Summary of the paper

In the COST paper, the authors provide a new, unbiased metric for measuring scalability of distributed graph processing systems. The metric provided, called COST i.e. Configuration that Outperforms a Single Thread, measures the hardware configuration required by systems to outperform a single-threaded implementation of the same task.

The goal of this paper is to measure the real scalability of distributed graph processing systems without rewarding systems that bring substantial but parallelizable overheads. The authors additionally aim to show that single-threaded implementations can significantly outperform “scalable” distributed frameworks and that they should be used as benchmarks for measuring scalability.

The hypotheses of this paper is two-fold. Firstly, the distributed graph-processing frameworks don’t use a good baseline while measuring their scalability and that this scalability comes at a cost of the overheads that these systems introduce. Secondly, the single-threaded implementation of the same tasks performed by the system are a great baseline for measuring the true scalability of these systems.

Experimental Setup

All experiments were carried out on an Intel(R) Core(TM) i7-8700 CPU @ 3.20GHz with 32GB RAM and 250GB SSD. The machine was running Ubuntu 16.04 LTS. For producing the results for the experiment, I used the following tools :

Rust implementations of the graph algorithms provided by the authors to re-run all the single-thread experiments.
WebGraph to convert uk-2007-05 dataset into the format required by the rust implementation

The versions of cargo, rust, and java for pre-processing steps and are presented in the following Table

Language/Software	Version
Cargo	1.3.0
Rustc	1.3.1
Java	1.8.0 u191

Table 1 : Versions of various softwares and languages used in the study.

Preprocessing

Before, one can run the experiments shown in the original paper, one must complete a bunch of tasks to process the datasets into the correct format required by the provided code of COST. The timing results for each of these tasks are shown in Table 2 below . The tasks are listed in the order they must be performed.

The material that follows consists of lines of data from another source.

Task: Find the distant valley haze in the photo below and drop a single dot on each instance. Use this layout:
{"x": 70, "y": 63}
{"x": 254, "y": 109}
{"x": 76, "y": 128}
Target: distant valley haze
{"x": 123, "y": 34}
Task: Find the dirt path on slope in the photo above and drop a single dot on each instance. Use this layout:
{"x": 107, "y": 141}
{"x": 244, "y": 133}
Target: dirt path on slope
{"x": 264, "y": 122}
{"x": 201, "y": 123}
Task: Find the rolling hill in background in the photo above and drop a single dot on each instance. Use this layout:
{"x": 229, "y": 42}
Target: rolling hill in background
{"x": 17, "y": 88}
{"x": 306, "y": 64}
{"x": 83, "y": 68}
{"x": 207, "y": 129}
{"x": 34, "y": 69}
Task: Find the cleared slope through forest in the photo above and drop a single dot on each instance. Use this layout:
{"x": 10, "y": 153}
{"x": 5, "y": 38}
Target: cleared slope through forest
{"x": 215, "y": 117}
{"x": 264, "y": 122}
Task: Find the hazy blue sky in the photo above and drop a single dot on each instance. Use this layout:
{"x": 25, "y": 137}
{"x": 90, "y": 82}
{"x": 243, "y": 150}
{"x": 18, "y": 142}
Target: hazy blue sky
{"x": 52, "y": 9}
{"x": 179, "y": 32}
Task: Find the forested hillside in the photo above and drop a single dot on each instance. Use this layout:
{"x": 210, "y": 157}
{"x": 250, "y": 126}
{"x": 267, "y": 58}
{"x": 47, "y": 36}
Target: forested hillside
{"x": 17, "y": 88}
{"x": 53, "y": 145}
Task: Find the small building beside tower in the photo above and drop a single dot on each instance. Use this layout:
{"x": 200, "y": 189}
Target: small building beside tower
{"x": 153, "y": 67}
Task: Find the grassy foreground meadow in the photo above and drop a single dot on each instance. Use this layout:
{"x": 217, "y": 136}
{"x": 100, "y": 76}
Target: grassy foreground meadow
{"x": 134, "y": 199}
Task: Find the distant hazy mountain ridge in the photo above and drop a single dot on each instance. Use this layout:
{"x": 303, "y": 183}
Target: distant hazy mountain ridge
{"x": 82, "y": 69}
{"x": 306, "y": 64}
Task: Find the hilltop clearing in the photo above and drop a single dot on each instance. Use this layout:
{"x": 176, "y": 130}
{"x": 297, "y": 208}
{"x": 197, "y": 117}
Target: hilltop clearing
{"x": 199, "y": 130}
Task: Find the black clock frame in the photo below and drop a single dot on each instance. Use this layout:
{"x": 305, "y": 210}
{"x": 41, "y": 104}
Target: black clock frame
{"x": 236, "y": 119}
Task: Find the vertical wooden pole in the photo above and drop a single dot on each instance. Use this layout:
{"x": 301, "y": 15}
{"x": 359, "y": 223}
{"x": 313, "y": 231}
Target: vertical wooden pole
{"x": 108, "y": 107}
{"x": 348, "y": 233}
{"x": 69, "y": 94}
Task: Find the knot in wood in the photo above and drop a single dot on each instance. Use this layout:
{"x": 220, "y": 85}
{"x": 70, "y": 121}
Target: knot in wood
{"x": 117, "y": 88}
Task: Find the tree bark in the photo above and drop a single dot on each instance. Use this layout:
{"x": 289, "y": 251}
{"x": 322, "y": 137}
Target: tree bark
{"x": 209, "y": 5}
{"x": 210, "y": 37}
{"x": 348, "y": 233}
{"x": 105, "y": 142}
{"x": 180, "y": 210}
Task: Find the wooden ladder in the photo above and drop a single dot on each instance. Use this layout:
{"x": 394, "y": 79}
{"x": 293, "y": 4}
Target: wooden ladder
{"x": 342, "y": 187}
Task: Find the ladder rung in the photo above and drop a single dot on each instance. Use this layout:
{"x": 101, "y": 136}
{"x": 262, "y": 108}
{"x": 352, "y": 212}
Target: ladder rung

Preprocessing Task	twitter_rv	uk-2007-05
Convert to Input Format	0s	16946s
Convert to Vertex Order	156s	402s
Convert to Hilbert Order	147s	276s
Finding Max Vertex ID (Vertex)	1.8s	14.9s
Finding Max Vertex ID (Hilbert)	1.5s	13.3s
Total	306.3	17652.2

Table 2 : Computation Time (in s) for various preprocessing tasks for Twitter and uk datasets.

The twitter_rv dataset is already available in the Input format required by the COST framework to convert the dataset to vertex and hilbert order. Thus, the preprocessing time required for converting this dataset to input format was labelled as 0.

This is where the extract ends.